Prompt Caching API Guide: Anthropic vs OpenAI (2025)
The Hidden Cost Eating Your LLM Budget
If you're calling large language models at any real volume, there's a cost driver that probably isn't getting enough attention: tokens you're sending over and over again.
A typical RAG pipeline stuffs several thousand tokens of document context into every request. A code review bot attaches the same style guide on every call. A customer support agent carries the same persona and rules through hundreds of daily conversations. None of that content changes between requests — but you're billed for every token, every single time.
Both Anthropic and OpenAI have prompt caching mechanisms designed to fix this. The implementations are meaningfully different, and using either one incorrectly means you're still paying full price. This guide breaks down how each works and gives you a concrete structure for maximizing cache hit rates.
How the Two Caching Systems Work
Anthropic: Explicit Markers, Precise Control
Claude Opus 4.8, Sonnet 4.6, and Haiku 4.5 use an explicit caching model.
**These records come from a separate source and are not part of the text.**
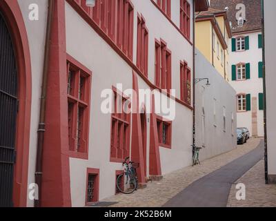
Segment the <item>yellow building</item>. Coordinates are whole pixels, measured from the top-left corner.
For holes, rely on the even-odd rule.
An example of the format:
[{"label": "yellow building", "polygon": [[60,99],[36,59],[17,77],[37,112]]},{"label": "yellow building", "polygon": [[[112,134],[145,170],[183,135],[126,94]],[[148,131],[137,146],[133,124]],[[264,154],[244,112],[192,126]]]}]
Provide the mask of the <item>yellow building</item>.
[{"label": "yellow building", "polygon": [[227,12],[213,8],[196,15],[195,46],[229,81],[229,52],[228,43],[232,37]]}]

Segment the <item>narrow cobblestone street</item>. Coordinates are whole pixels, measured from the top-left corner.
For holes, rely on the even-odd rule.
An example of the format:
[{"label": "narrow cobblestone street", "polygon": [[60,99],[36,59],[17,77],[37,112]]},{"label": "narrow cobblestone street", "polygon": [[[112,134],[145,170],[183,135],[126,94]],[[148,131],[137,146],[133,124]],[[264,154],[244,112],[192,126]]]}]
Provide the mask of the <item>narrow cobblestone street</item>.
[{"label": "narrow cobblestone street", "polygon": [[[115,207],[161,206],[166,202],[172,198],[175,195],[181,192],[182,190],[188,186],[195,181],[220,169],[221,166],[255,149],[259,145],[260,141],[260,139],[252,138],[248,141],[247,144],[245,144],[242,146],[238,146],[236,149],[230,152],[226,153],[219,156],[204,161],[201,163],[201,166],[193,167],[189,166],[187,168],[184,168],[170,174],[165,175],[163,180],[159,182],[150,182],[148,183],[147,187],[146,189],[139,189],[137,191],[132,195],[118,194],[110,198],[105,199],[102,201],[116,202],[116,204],[111,206]],[[264,179],[262,175],[262,164],[258,164],[256,166],[258,167],[257,169],[254,168],[253,169],[257,169],[259,171],[257,173],[257,177],[255,177],[257,174],[255,174],[254,171],[250,171],[248,172],[249,173],[246,174],[242,179],[246,179],[246,180],[248,180],[248,182],[250,182],[251,180],[252,182],[257,180],[257,184],[262,183],[262,183],[264,183]],[[263,169],[264,167],[262,168]],[[246,184],[246,182],[244,182]],[[259,186],[262,187],[263,186],[260,184]],[[274,192],[276,189],[275,186],[269,187],[268,186],[265,187],[265,189],[269,189],[270,191]],[[255,186],[255,189],[257,187]],[[264,189],[264,191],[265,190]],[[235,193],[234,193],[235,189],[233,189],[233,188],[232,188],[230,195],[234,195],[235,198]],[[253,189],[248,189],[248,197],[250,197],[250,199],[252,198],[252,200],[253,200],[253,199],[256,199],[256,198],[258,198],[257,195],[253,195]],[[258,193],[257,193],[257,194],[258,194]],[[267,193],[266,195],[264,195],[264,197],[266,195],[270,195],[271,200],[269,200],[269,199],[264,199],[264,200],[267,202],[266,203],[269,205],[273,205],[273,203],[275,203],[275,202],[271,202],[273,200],[273,198],[275,198],[275,195],[273,196],[269,193]],[[269,201],[270,201],[270,202],[269,202]],[[235,200],[234,198],[232,200],[230,200],[228,204],[229,205],[233,206],[239,206],[239,204],[237,204],[237,202],[235,202]]]},{"label": "narrow cobblestone street", "polygon": [[[275,207],[276,185],[264,182],[264,161],[262,160],[232,185],[227,206],[228,207]],[[246,185],[246,200],[237,200],[236,184]]]}]

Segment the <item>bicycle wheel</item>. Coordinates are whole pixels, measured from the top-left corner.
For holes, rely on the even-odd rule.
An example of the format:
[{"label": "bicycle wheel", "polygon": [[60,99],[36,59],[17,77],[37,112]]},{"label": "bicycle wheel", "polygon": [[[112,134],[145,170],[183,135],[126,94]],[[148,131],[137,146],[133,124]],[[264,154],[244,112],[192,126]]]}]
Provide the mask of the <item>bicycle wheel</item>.
[{"label": "bicycle wheel", "polygon": [[132,174],[124,173],[117,179],[117,188],[124,194],[132,193],[137,189],[137,180]]}]

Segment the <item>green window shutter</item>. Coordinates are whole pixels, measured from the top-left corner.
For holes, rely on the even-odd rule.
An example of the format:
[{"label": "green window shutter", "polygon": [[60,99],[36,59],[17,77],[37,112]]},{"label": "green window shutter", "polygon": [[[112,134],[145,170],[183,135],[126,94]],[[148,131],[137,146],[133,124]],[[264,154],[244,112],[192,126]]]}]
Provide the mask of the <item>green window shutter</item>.
[{"label": "green window shutter", "polygon": [[236,51],[236,39],[232,39],[232,51]]},{"label": "green window shutter", "polygon": [[264,110],[264,94],[259,93],[259,110]]},{"label": "green window shutter", "polygon": [[251,95],[246,95],[246,110],[251,110]]},{"label": "green window shutter", "polygon": [[263,39],[262,39],[262,35],[261,34],[258,35],[258,46],[259,48],[262,48],[263,47]]},{"label": "green window shutter", "polygon": [[237,73],[236,73],[236,66],[232,66],[232,81],[235,81],[237,79]]},{"label": "green window shutter", "polygon": [[250,63],[246,64],[246,79],[250,79]]},{"label": "green window shutter", "polygon": [[263,62],[259,62],[259,78],[263,77]]},{"label": "green window shutter", "polygon": [[249,36],[245,37],[246,50],[249,50]]}]

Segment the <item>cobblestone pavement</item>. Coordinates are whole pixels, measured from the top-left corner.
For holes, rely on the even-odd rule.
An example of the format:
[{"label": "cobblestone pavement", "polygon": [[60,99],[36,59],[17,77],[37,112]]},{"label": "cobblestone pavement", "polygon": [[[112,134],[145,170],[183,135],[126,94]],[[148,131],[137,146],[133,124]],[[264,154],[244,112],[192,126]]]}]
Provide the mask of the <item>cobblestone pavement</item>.
[{"label": "cobblestone pavement", "polygon": [[[237,200],[236,184],[246,185],[246,200]],[[261,160],[232,185],[227,206],[228,207],[275,207],[276,185],[264,182],[264,160]]]},{"label": "cobblestone pavement", "polygon": [[132,194],[118,194],[101,201],[118,202],[111,206],[114,207],[161,206],[197,180],[253,150],[259,142],[260,139],[251,138],[236,149],[202,162],[201,166],[188,166],[166,174],[161,181],[150,182],[146,188],[138,189]]}]

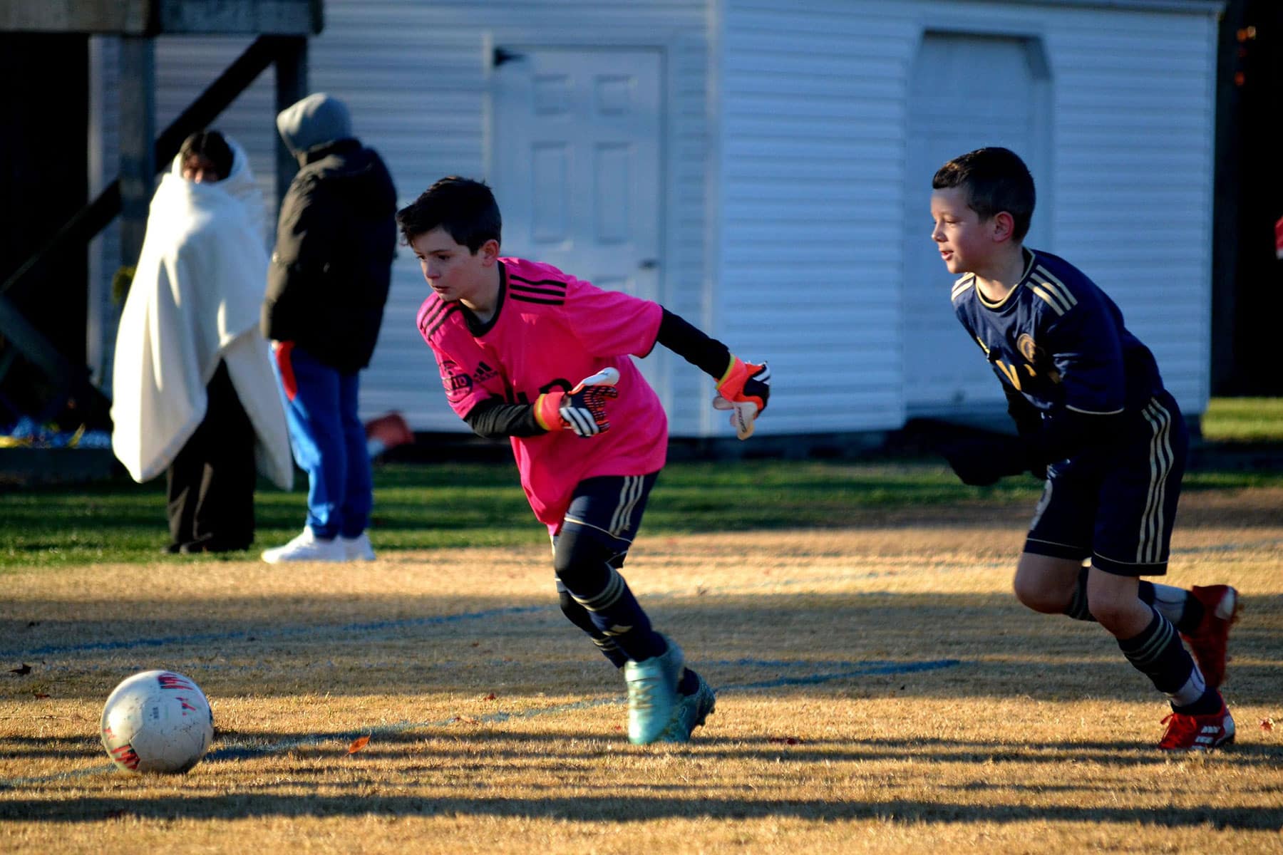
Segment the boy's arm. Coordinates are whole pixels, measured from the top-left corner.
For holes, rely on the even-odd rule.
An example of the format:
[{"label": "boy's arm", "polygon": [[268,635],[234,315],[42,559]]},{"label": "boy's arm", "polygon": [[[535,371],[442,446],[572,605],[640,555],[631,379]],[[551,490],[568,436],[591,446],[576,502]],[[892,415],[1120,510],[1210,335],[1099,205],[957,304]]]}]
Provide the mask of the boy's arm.
[{"label": "boy's arm", "polygon": [[753,419],[771,397],[771,372],[766,363],[745,363],[722,342],[663,309],[656,342],[702,369],[717,381],[713,406],[733,410],[731,424],[739,438],[753,433]]},{"label": "boy's arm", "polygon": [[463,420],[473,433],[488,440],[548,433],[535,418],[534,404],[504,404],[502,397],[477,403]]}]

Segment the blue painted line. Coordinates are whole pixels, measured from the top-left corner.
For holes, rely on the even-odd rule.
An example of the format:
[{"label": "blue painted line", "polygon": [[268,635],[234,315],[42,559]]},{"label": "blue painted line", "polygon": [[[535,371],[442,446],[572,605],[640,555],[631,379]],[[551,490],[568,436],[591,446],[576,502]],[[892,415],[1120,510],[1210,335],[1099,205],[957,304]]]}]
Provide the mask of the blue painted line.
[{"label": "blue painted line", "polygon": [[[783,659],[735,659],[724,660],[718,663],[707,663],[711,665],[760,665],[760,667],[793,667],[795,668],[798,663],[783,660]],[[775,679],[763,679],[747,683],[726,683],[717,686],[717,695],[725,695],[727,692],[742,692],[754,688],[780,688],[784,686],[815,686],[819,683],[829,683],[835,679],[849,679],[852,677],[869,677],[872,674],[912,674],[929,670],[940,670],[943,668],[956,668],[964,664],[958,659],[935,659],[929,661],[910,661],[910,663],[892,663],[892,661],[867,661],[867,663],[834,663],[843,665],[857,665],[854,668],[848,668],[845,670],[828,673],[828,674],[806,674],[803,677],[776,677]],[[477,724],[499,724],[503,722],[520,720],[539,718],[543,715],[557,715],[559,713],[571,713],[576,710],[591,709],[594,706],[611,706],[624,704],[622,697],[599,697],[594,700],[575,701],[572,704],[557,704],[554,706],[543,706],[539,709],[522,710],[520,713],[489,713],[486,715],[477,715],[476,718],[468,718],[468,723]],[[426,728],[444,728],[450,724],[459,722],[461,718],[452,715],[450,718],[438,719],[435,722],[396,722],[395,724],[380,724],[377,727],[361,728],[358,731],[346,731],[343,733],[326,733],[323,736],[304,736],[295,740],[280,740],[272,742],[271,745],[257,745],[254,742],[234,742],[231,745],[210,751],[205,755],[203,763],[222,763],[232,760],[249,760],[253,758],[260,758],[271,754],[282,754],[285,751],[293,751],[309,745],[322,745],[328,742],[350,742],[362,736],[395,736],[398,733],[404,733],[407,731],[417,731]],[[26,787],[37,783],[51,783],[55,781],[67,781],[72,778],[83,778],[87,776],[104,774],[114,770],[113,764],[91,767],[89,769],[77,769],[74,772],[59,772],[50,776],[40,776],[33,778],[9,778],[0,779],[0,790],[13,790],[17,787]]]},{"label": "blue painted line", "polygon": [[167,645],[198,645],[212,641],[236,641],[241,638],[282,638],[289,636],[302,636],[317,632],[376,632],[378,629],[402,629],[409,627],[434,627],[449,623],[462,623],[464,620],[485,620],[488,618],[502,618],[513,614],[527,614],[531,611],[548,611],[552,606],[508,606],[504,609],[489,609],[486,611],[466,611],[461,614],[443,614],[427,618],[403,618],[400,620],[371,620],[364,623],[349,623],[339,627],[307,626],[285,627],[281,629],[237,629],[235,632],[207,632],[191,636],[164,636],[160,638],[130,638],[124,641],[90,641],[80,645],[49,645],[35,650],[5,650],[0,651],[0,659],[22,659],[23,656],[47,656],[53,654],[72,654],[100,650],[128,650],[131,647],[164,647]]},{"label": "blue painted line", "polygon": [[924,670],[939,670],[942,668],[956,668],[961,665],[960,659],[935,659],[933,661],[911,661],[911,663],[867,663],[865,667],[853,668],[848,670],[837,672],[833,674],[807,674],[806,677],[777,677],[775,679],[763,679],[756,683],[733,683],[725,690],[717,688],[716,691],[721,693],[722,691],[744,691],[748,688],[780,688],[783,686],[815,686],[816,683],[828,683],[834,679],[847,679],[849,677],[870,677],[872,674],[916,674]]}]

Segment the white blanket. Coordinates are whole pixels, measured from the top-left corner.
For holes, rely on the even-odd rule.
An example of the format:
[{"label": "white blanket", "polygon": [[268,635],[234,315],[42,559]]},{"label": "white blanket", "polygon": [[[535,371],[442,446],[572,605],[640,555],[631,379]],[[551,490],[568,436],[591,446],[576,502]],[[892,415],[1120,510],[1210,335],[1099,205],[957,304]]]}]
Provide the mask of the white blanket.
[{"label": "white blanket", "polygon": [[115,336],[112,449],[137,482],[164,472],[205,418],[205,386],[227,364],[257,435],[258,470],[294,482],[271,351],[258,331],[267,287],[262,196],[245,151],[216,183],[162,177]]}]

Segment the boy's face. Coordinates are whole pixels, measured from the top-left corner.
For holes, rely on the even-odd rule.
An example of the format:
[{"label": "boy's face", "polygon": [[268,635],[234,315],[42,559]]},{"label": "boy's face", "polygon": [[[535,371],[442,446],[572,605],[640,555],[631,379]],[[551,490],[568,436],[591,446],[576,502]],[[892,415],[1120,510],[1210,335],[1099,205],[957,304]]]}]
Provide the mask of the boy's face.
[{"label": "boy's face", "polygon": [[993,219],[981,222],[966,204],[964,187],[944,187],[931,192],[931,240],[935,241],[949,273],[984,270],[998,246]]},{"label": "boy's face", "polygon": [[489,268],[499,258],[498,241],[486,241],[476,253],[471,253],[467,246],[455,244],[449,232],[438,227],[411,240],[409,246],[418,256],[423,278],[441,300],[473,304],[479,297],[486,296],[491,282]]},{"label": "boy's face", "polygon": [[208,185],[223,178],[218,174],[218,167],[214,165],[214,162],[203,154],[187,155],[187,159],[182,162],[182,177],[198,185]]}]

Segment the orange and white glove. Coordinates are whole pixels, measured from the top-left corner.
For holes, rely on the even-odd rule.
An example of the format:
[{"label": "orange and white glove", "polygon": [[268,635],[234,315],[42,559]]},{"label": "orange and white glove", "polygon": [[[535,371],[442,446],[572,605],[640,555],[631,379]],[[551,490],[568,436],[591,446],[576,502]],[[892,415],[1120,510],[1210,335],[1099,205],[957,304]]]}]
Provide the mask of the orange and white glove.
[{"label": "orange and white glove", "polygon": [[585,377],[568,392],[544,392],[535,399],[535,420],[545,431],[574,431],[581,437],[606,433],[611,429],[606,401],[620,396],[618,382],[620,369],[612,367]]},{"label": "orange and white glove", "polygon": [[753,436],[753,422],[766,409],[770,397],[771,369],[766,363],[754,365],[731,354],[730,367],[717,381],[713,409],[730,411],[730,424],[735,428],[735,436],[740,440]]}]

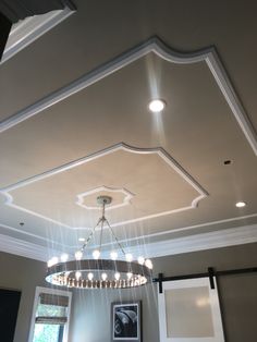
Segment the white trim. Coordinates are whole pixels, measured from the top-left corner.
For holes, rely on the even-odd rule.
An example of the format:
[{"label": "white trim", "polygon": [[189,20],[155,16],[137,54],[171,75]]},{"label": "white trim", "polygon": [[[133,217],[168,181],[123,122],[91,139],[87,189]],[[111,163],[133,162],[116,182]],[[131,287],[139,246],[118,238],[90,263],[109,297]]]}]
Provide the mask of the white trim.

You mark which blocks you want cached by adding a cache_control field to your request:
response = client.messages.create(
model="claude-sonnet-4-6",
max_tokens=1024,
system=[
{
"type": "text",
"text": "You are a code review assistant. Below is the full style guide...",
"cache_control": {"type": "ephemeral"}
}
],
messages=[{"role": "user", "content": user_question}]
)
Key rules to know:
"type": "ephemeral"is the only supported cache type. TTL is 5 minutes — after that, the cache is gone.- You can set up to 4
cache_controlbreakpoints per request. - Minimum token thresholds apply: ≥ 1024 tokens for Opus 4.8, ≥ 2048 tokens for Sonnet 4.6 and Haiku 4.5. Fall short and nothing gets cached — no error, just no savings.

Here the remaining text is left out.